In this post I shall make a distinction between two “styles” or conception of governance. One I shall call the “ad hoc” style and the other I shall call the “expressive” style. From there I shall tease out some elements and implications of the “ad hoc” style.

By “Ad Hoc Governance” I refer to the idea that the role of the government is to solve specific problems and address specific issues as and when it crops up. By “Expressive Governance” where the role of the government is to lay down all encompassing general laws codifying or expressing the fundamental principles or character of the commonwealth.

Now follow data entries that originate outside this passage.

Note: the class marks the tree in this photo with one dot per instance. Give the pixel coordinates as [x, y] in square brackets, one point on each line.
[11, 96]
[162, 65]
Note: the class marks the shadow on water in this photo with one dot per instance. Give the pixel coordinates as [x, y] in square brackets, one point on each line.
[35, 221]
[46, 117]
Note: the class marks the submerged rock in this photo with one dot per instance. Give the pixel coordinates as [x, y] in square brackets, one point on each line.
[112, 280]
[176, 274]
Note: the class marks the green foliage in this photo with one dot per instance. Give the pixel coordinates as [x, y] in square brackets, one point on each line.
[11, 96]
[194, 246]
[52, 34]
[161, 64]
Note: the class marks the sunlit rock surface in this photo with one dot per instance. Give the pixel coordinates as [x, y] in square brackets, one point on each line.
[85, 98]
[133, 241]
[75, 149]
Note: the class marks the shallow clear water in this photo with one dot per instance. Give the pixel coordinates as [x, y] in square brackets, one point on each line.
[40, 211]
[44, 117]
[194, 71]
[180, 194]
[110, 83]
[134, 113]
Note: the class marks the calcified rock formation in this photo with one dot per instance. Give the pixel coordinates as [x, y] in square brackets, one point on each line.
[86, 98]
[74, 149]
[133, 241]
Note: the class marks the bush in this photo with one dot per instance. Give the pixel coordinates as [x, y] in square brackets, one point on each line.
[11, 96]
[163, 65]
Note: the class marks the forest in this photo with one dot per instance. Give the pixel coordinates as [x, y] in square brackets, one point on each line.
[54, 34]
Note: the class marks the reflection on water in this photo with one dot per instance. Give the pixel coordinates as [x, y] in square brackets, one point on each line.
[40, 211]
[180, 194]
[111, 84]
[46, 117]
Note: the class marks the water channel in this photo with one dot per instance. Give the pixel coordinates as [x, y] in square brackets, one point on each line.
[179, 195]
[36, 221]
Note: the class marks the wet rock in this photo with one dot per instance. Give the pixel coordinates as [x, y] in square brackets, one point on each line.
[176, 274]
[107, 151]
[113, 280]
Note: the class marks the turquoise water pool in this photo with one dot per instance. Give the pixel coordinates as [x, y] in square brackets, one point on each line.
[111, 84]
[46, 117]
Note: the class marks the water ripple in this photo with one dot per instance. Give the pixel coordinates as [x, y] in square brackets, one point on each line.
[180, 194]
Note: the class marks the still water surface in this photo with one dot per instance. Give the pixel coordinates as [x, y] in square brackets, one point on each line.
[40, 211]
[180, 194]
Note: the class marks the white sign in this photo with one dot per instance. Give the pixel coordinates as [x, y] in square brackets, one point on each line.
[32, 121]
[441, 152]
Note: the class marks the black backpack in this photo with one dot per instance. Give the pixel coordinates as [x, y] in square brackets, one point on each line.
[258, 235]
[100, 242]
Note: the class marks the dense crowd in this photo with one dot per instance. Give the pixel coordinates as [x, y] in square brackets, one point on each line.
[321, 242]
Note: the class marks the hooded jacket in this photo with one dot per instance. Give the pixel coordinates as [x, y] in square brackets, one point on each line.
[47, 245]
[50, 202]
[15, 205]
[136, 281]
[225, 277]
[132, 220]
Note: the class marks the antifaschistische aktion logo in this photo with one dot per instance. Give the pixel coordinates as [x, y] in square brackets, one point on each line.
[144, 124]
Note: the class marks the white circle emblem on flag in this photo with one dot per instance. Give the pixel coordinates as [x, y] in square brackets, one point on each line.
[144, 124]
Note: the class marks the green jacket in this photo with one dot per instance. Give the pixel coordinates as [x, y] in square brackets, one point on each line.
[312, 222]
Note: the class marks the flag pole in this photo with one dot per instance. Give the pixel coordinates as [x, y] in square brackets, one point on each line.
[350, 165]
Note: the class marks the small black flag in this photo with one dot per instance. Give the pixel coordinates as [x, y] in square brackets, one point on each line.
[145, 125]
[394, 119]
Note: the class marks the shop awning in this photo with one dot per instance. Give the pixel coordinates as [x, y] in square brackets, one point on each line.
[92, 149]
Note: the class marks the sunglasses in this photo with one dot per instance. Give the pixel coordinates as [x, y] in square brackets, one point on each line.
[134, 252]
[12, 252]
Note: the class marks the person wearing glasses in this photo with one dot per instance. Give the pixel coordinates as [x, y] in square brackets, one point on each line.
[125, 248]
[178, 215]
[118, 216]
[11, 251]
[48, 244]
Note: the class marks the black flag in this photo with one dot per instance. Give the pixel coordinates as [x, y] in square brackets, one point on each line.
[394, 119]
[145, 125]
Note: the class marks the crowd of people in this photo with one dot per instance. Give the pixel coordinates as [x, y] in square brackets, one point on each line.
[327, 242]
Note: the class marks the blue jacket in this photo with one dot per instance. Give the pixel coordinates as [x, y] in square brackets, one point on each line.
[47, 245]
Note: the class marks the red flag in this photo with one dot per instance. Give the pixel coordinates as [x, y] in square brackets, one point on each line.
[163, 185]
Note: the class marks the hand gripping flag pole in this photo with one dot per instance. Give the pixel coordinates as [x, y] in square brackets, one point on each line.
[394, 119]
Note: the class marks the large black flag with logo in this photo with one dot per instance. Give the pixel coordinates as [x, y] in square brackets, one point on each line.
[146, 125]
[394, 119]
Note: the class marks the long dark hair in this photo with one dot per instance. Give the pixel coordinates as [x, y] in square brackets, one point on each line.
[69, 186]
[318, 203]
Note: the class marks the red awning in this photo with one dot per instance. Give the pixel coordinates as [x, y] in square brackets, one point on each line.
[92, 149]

This does not mean of course that ad hoc governance doesn’t express any values or principles in the course of deciding how to go about solving a specific problem. Of course it will occasionally have to appeal to values held by the commonwealth as premises in reaching a policy solution. The difference however is that expressing such principles is the effect of a policy decision and not its purpose. A certain policy is adopted not so as to enact or express certain values or principles (unless we are considering explicitly symbolic “signalling” legislation), but rather to solve a specific problem.

The Ad Hoc History and Nature of English Governance

It is clear that my view of the government is generally slanted towards the “Ad Hoc Governance” whereby government actions are, literally, “Acts”, done to make specific or particular provisions in aid of specific and demarcated ends. The role of government is not to codify, enact or “express” fundamental principles but solve problems which crop up in a pre-existing social order which exist anterior to the government.


Court of the King’s Bench

This I will argue goes back to the nature of common law and the English political order. As I have argued before elsewhere, during the days of the royal councils and later Queen in Parliament, judicial and legislative actions were not distinct operations. Difficult cases of the law were escalated to the King’s Council for their judgement and in the course of doing justice to these specific cases the precedent is set down for future cases. Parliament saw themselves as the Supreme Court of the Land, exercising supreme authority to do justice to particular cases, and not as grand legislative bodies attempting to codify all the principles or rules of the commonwealth. (To this day many crimes in the UK remain uncodified, known as “common law offences” which are literally created by the courts and not by legislation.) Vestiges of this was retained into the 21st century where the Judicial Committee of the House of the Lords was the final court of appeal, a shadow of the once undivided governance of the old English legal order.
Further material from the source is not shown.